I’ve blogged on this passage before. I came to a similar conclusion.
Because righteousness is by faith, and they refused to believe
[30a] What then shall we say? That the Gentiles, who did not pursue righteousness, have obtained righteousness?
[30b] Even the righteousness which is by faith.
[31-32] Israel, on the other hand pursuing the law of righteousness, did not attain to the law. Why? Because they pursued it not by faith, but as if it were by works.
[30a] If the above is spoken in the person of the apostle, he here once more imagines that they could say: ‘If it is not the case, as we say, that it does not depend on the one who wills or on the one who runs (cf. Rom. 9: 16), why have the Gentiles found righteousness, which they never sought before, while Israel could not find it, although they have always sought it?’ But if the whole of the above thought is attributed to those who are bringing objections, the apostle here replies and briefly reviews the question by saying: ‘What shall I say to these objections that are presented to us, except that the Gentiles believed as soon as they were called, and that the Jews refused to believe?’
[30b] Because righteousness is by faith, and they refused to believe.
[31-32] He explains once again why they did not find righteousness: because, having wrongly gloried in works, they refused to believe and, as if they were righteous, spurned grace.
Pelagius explains the Jews refused Christ because they did not believe righteousness is by faith and not by works [of law].
they refused to submit themselves to the forgiveness of sins
For since they did not know of God’s righteousness and sought to establish their own, they did not submit to God’s righteousness.
Because they did not know that God justifies by faith alone, and because they thought that they were righteous by the works of a law they did not keep, they refused to submit themselves to the forgiveness of sins, to prevent the appearance of their having been sinners.
The Jews refused to repent and accept forgiveness, because in doing so they would have to admit they were sinners.
Israel thought it was justified solely by works of the law
 A remnant has been saved according to the election of grace.
[6a] But if by grace, then not by works.
[6b] Otherwise, grace is no longer grace.
[6c-7] But if it be of works, then is it no more grace: otherwise work is no more work.
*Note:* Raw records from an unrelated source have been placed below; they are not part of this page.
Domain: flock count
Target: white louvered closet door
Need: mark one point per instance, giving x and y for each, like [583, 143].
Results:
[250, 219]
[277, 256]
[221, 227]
What then? Israel has not obtained that which it seeks for;
 The election of grace is faith, just as works are the election of the law. Otherwise, what sort of election is it, where there is no difference in merits?
[6a] In case they replied to him about those concerning whom the word comes to Elijah:
‘They were righteous; why were these sinners elected?’,
he added that they too are saved freely, just as the Gentiles.
[6b] Because to bestow gratuitously is called ‘grace’.
[6c-7] Israel as a whole has not obtained righteousness, because it did not seek it by faith, but thought that it was justified solely by works of the law, though it disregarded the greatest commandments of the law. This is why the Savior censures those who strain a gnat and swallow a camel (Cf. Matt. 23:24).
Pelagius says the Jews thought they were justified solely because of their observance of the works of law. He refers to what Jesus says of them in the gospel.
Overall, Pelagius’ repeated mention of grace, forgiveness and Christ’s death seem out of character for one who argued prior to salvation, unbelievers could do good works of their own will. However we might want to make a distinction between his exegetical works and his systematic theology.
In the next post we look at Pelagius’ opponent Augustine of Hippo. Augustine (c.e. 354–430) was an early Christian theologian whose writings had massive influence over Western Christianity including Roman Catholicism and the Reformers. He was the bishop of Hippo Regius, located in Numidia (a Roman province of Africa). He is viewed as one of the most important Church Fathers in Western Christianity for his writings in the Patristic Era. Among his most important works are The City of God and Confessions.